Jesienią zeszłego roku instytucje rządowe, które nadzorują chińskie FDI, już oficjalnie ogłosiły, że transakcje fuzji oraz przejęć poza granicami kraju będą podlegać dodatkowemu nadzorowi. Zaostrzono również kryteria, po spełnieniu których, inwestor otrzyma zgodę na sfinalizowanie transakcji. Na przykład powinien on udowodnić, że dana transakcja jest dla rozwoju jego biznesu inwestycją strategiczną, a oprócz tego, że jest ona powiązana z profilem jego działalności.

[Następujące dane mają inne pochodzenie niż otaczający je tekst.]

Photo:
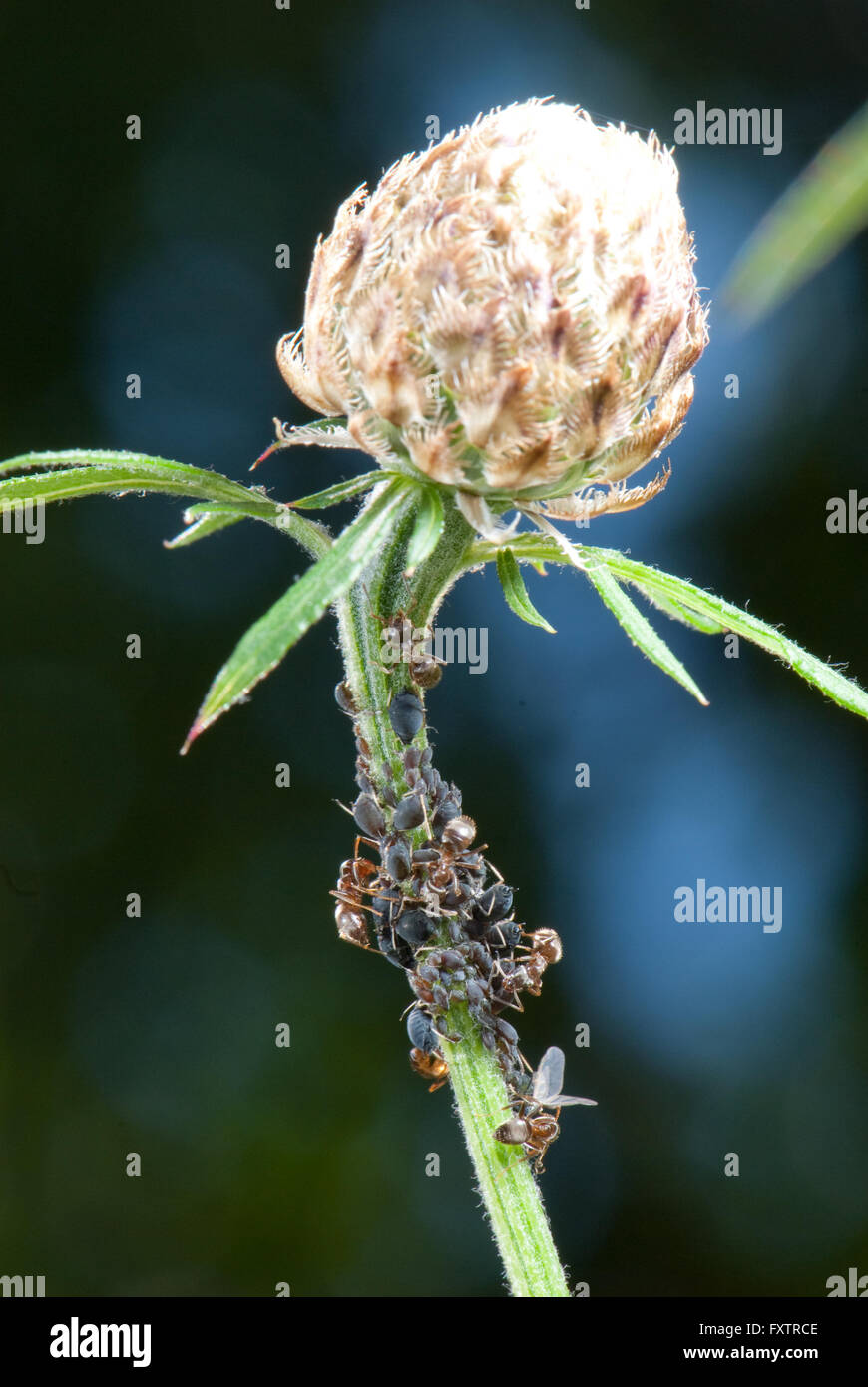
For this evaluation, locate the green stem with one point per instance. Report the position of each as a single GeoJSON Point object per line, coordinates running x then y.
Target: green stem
{"type": "Point", "coordinates": [505, 1180]}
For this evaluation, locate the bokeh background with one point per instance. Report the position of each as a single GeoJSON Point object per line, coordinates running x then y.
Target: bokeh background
{"type": "Point", "coordinates": [306, 1165]}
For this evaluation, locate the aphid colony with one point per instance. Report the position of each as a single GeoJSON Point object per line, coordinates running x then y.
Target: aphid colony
{"type": "Point", "coordinates": [430, 909]}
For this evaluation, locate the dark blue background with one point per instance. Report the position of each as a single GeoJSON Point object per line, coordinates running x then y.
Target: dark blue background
{"type": "Point", "coordinates": [263, 1165]}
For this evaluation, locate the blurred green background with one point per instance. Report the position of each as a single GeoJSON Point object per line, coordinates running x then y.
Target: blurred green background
{"type": "Point", "coordinates": [308, 1165]}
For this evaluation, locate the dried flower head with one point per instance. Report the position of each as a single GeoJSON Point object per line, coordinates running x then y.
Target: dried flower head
{"type": "Point", "coordinates": [513, 309]}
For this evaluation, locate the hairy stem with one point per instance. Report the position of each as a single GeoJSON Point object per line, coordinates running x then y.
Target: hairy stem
{"type": "Point", "coordinates": [505, 1180]}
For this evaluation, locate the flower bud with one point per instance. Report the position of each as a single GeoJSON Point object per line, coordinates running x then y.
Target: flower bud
{"type": "Point", "coordinates": [513, 309]}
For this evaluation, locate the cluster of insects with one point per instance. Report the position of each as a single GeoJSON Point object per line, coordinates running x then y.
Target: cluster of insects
{"type": "Point", "coordinates": [437, 909]}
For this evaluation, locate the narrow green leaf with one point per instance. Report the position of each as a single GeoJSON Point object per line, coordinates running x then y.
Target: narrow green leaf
{"type": "Point", "coordinates": [822, 210]}
{"type": "Point", "coordinates": [202, 526]}
{"type": "Point", "coordinates": [822, 676]}
{"type": "Point", "coordinates": [640, 632]}
{"type": "Point", "coordinates": [681, 614]}
{"type": "Point", "coordinates": [340, 491]}
{"type": "Point", "coordinates": [266, 643]}
{"type": "Point", "coordinates": [427, 529]}
{"type": "Point", "coordinates": [323, 433]}
{"type": "Point", "coordinates": [516, 593]}
{"type": "Point", "coordinates": [59, 476]}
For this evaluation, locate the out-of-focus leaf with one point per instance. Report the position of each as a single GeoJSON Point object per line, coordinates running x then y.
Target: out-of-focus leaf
{"type": "Point", "coordinates": [713, 614]}
{"type": "Point", "coordinates": [817, 216]}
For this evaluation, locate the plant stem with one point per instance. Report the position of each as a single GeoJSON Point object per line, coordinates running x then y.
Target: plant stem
{"type": "Point", "coordinates": [505, 1180]}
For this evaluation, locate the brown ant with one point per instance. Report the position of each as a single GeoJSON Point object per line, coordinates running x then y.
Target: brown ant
{"type": "Point", "coordinates": [531, 1128]}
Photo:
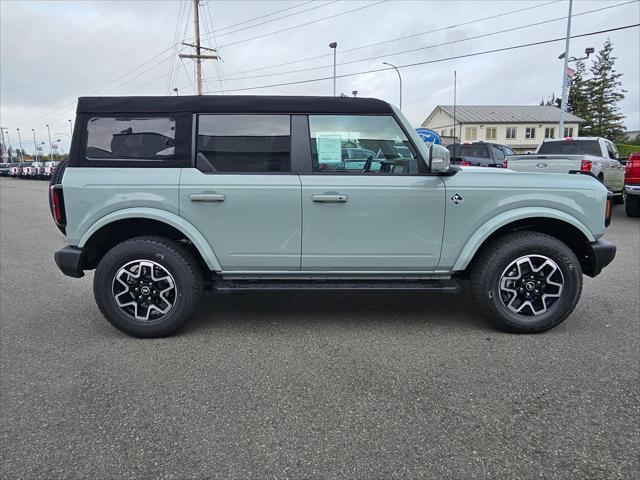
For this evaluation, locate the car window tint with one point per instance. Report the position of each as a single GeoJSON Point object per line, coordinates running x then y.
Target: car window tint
{"type": "Point", "coordinates": [360, 144]}
{"type": "Point", "coordinates": [244, 143]}
{"type": "Point", "coordinates": [571, 147]}
{"type": "Point", "coordinates": [111, 138]}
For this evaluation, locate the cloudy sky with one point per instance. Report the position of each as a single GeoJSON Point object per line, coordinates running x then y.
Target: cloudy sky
{"type": "Point", "coordinates": [53, 52]}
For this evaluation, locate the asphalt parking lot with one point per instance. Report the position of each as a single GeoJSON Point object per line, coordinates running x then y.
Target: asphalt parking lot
{"type": "Point", "coordinates": [304, 386]}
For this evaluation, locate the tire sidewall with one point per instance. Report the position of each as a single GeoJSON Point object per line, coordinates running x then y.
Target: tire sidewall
{"type": "Point", "coordinates": [571, 272]}
{"type": "Point", "coordinates": [103, 289]}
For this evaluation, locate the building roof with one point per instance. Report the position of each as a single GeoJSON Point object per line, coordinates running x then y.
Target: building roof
{"type": "Point", "coordinates": [233, 104]}
{"type": "Point", "coordinates": [507, 114]}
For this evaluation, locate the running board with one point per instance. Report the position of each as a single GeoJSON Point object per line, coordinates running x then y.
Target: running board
{"type": "Point", "coordinates": [323, 286]}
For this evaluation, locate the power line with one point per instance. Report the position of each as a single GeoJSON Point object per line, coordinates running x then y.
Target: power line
{"type": "Point", "coordinates": [303, 24]}
{"type": "Point", "coordinates": [401, 52]}
{"type": "Point", "coordinates": [276, 19]}
{"type": "Point", "coordinates": [343, 51]}
{"type": "Point", "coordinates": [485, 52]}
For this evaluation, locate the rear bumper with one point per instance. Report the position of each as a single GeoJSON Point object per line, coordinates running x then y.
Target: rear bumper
{"type": "Point", "coordinates": [599, 254]}
{"type": "Point", "coordinates": [69, 261]}
{"type": "Point", "coordinates": [632, 189]}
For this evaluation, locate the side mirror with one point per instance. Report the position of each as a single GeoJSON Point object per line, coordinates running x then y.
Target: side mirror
{"type": "Point", "coordinates": [439, 158]}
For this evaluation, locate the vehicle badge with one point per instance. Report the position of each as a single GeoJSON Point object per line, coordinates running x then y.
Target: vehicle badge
{"type": "Point", "coordinates": [456, 199]}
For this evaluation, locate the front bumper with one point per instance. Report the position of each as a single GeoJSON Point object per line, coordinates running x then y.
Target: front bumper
{"type": "Point", "coordinates": [632, 189]}
{"type": "Point", "coordinates": [599, 254]}
{"type": "Point", "coordinates": [69, 261]}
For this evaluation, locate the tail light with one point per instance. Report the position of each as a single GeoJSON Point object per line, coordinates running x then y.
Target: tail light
{"type": "Point", "coordinates": [586, 165]}
{"type": "Point", "coordinates": [608, 209]}
{"type": "Point", "coordinates": [57, 202]}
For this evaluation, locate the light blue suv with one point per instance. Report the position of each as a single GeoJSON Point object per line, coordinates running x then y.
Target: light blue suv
{"type": "Point", "coordinates": [167, 196]}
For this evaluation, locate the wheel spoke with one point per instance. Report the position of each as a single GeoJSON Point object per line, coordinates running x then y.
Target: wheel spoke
{"type": "Point", "coordinates": [144, 290]}
{"type": "Point", "coordinates": [530, 285]}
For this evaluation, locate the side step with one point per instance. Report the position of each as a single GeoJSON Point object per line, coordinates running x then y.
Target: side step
{"type": "Point", "coordinates": [324, 286]}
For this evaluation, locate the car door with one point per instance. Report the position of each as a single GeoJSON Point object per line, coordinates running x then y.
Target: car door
{"type": "Point", "coordinates": [386, 215]}
{"type": "Point", "coordinates": [615, 170]}
{"type": "Point", "coordinates": [241, 194]}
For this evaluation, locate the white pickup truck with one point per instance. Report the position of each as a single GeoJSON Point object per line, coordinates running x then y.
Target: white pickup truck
{"type": "Point", "coordinates": [596, 155]}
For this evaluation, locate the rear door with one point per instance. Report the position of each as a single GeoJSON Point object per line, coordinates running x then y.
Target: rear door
{"type": "Point", "coordinates": [385, 215]}
{"type": "Point", "coordinates": [241, 194]}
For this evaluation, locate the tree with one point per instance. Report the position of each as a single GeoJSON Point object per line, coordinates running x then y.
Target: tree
{"type": "Point", "coordinates": [603, 92]}
{"type": "Point", "coordinates": [577, 100]}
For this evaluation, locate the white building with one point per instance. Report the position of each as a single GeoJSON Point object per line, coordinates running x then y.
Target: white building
{"type": "Point", "coordinates": [521, 127]}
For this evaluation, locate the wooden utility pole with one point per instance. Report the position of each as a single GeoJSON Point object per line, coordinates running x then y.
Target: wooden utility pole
{"type": "Point", "coordinates": [198, 57]}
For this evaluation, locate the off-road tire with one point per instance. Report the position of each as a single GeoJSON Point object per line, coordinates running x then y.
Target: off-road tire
{"type": "Point", "coordinates": [171, 256]}
{"type": "Point", "coordinates": [492, 261]}
{"type": "Point", "coordinates": [632, 206]}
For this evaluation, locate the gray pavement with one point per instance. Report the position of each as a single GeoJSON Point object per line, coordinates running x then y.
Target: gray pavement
{"type": "Point", "coordinates": [305, 386]}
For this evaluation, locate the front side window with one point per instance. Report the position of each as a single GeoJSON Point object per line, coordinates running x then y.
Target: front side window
{"type": "Point", "coordinates": [360, 144]}
{"type": "Point", "coordinates": [244, 143]}
{"type": "Point", "coordinates": [471, 133]}
{"type": "Point", "coordinates": [110, 138]}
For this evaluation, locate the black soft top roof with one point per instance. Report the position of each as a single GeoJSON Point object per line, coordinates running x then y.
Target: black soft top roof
{"type": "Point", "coordinates": [232, 104]}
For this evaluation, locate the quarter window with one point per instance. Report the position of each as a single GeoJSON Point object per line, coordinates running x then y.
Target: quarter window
{"type": "Point", "coordinates": [143, 139]}
{"type": "Point", "coordinates": [244, 143]}
{"type": "Point", "coordinates": [360, 144]}
{"type": "Point", "coordinates": [471, 133]}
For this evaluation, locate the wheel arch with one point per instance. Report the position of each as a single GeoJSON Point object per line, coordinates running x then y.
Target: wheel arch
{"type": "Point", "coordinates": [560, 225]}
{"type": "Point", "coordinates": [124, 224]}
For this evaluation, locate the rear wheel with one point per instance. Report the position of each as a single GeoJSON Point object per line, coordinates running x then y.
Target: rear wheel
{"type": "Point", "coordinates": [526, 282]}
{"type": "Point", "coordinates": [148, 286]}
{"type": "Point", "coordinates": [632, 206]}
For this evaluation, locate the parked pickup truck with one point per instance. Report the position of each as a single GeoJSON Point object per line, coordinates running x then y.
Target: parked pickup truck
{"type": "Point", "coordinates": [596, 155]}
{"type": "Point", "coordinates": [479, 154]}
{"type": "Point", "coordinates": [165, 196]}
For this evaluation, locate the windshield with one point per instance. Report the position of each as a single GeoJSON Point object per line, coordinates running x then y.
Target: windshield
{"type": "Point", "coordinates": [473, 150]}
{"type": "Point", "coordinates": [572, 147]}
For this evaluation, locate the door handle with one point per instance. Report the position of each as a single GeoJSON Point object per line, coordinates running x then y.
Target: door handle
{"type": "Point", "coordinates": [207, 197]}
{"type": "Point", "coordinates": [329, 198]}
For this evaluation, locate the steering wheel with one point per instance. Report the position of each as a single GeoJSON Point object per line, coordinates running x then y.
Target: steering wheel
{"type": "Point", "coordinates": [367, 164]}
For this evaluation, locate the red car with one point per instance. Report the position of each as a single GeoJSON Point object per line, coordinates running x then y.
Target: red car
{"type": "Point", "coordinates": [632, 185]}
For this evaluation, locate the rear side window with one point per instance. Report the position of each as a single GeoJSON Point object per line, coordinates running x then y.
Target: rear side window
{"type": "Point", "coordinates": [571, 147]}
{"type": "Point", "coordinates": [244, 143]}
{"type": "Point", "coordinates": [140, 139]}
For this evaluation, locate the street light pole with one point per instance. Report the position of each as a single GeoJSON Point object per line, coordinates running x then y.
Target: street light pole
{"type": "Point", "coordinates": [50, 145]}
{"type": "Point", "coordinates": [35, 144]}
{"type": "Point", "coordinates": [334, 46]}
{"type": "Point", "coordinates": [20, 143]}
{"type": "Point", "coordinates": [563, 102]}
{"type": "Point", "coordinates": [399, 78]}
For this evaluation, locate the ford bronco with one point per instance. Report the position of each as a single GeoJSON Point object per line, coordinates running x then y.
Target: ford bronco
{"type": "Point", "coordinates": [167, 196]}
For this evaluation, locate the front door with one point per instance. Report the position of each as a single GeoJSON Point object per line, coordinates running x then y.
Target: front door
{"type": "Point", "coordinates": [384, 213]}
{"type": "Point", "coordinates": [241, 195]}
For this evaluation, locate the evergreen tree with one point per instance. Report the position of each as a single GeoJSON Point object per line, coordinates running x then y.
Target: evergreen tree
{"type": "Point", "coordinates": [602, 93]}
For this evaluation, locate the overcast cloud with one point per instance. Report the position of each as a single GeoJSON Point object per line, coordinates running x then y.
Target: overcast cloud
{"type": "Point", "coordinates": [53, 52]}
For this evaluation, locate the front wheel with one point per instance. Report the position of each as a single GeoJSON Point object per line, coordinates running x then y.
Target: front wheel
{"type": "Point", "coordinates": [147, 286]}
{"type": "Point", "coordinates": [526, 282]}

Władze chińskie obniżyły również wartość kontraktów i transferów gotówki za granicę, po przekroczeniu której można poddać je sprawdzeniu.

W związku z takim obrotem sytuacji klimat dla chińskich inwestycji pogarsza się nie tylko za granicą, w miejscu docelowym, ale i lokalnie, w Chinach. Stanowi to spory problem w przypadku transakcji, które są już od dawna negocjowane, poczyniono w kierunku ich realizacji pewne przygotowania albo poniesiono już jakieś koszty, gdy nagle któraś ze stron jest zmuszona wstrzymać się z ostateczną decyzją na bliżej nieokreślony czas lub co gorsza, całkowicie się wycofać, czy to na skutek niekorzystnych wyników kontroli ze strony chińskiego nadzoru finansowego, czy na przykład negatywnej opinii wydanej przez lokalnego odpowiednika amerykańskiego komitetu ds. inwestycji zagranicznych.

Jak uniknąć kłopotów?

Na szczęście większość analityków jest zgodna, że restrykcje wprowadzane obecnie przez władze chińskie są rozwiązaniem tymczasowym. Po osiągnięciu swojego celu, czyli stabilizacji płynności finansowej Chin i zniechęceniu spekulantów, będą one prawdopodobnie stopniowo wycofywane. Do tego czasu przed stratami w związku z wycofaniem się chińskich kontrahentów można się zabezpieczyć, stosując w nieco zaostrzonej formie, standardowe rozwiązania chroniące przed rezygnacją drugiej strony umowy, jak na przykład przedpłatę jakiejś części całej sumy transakcji w ramach zabezpieczenia oraz dokładne sprawdzenie wiarygodności kontrahenta.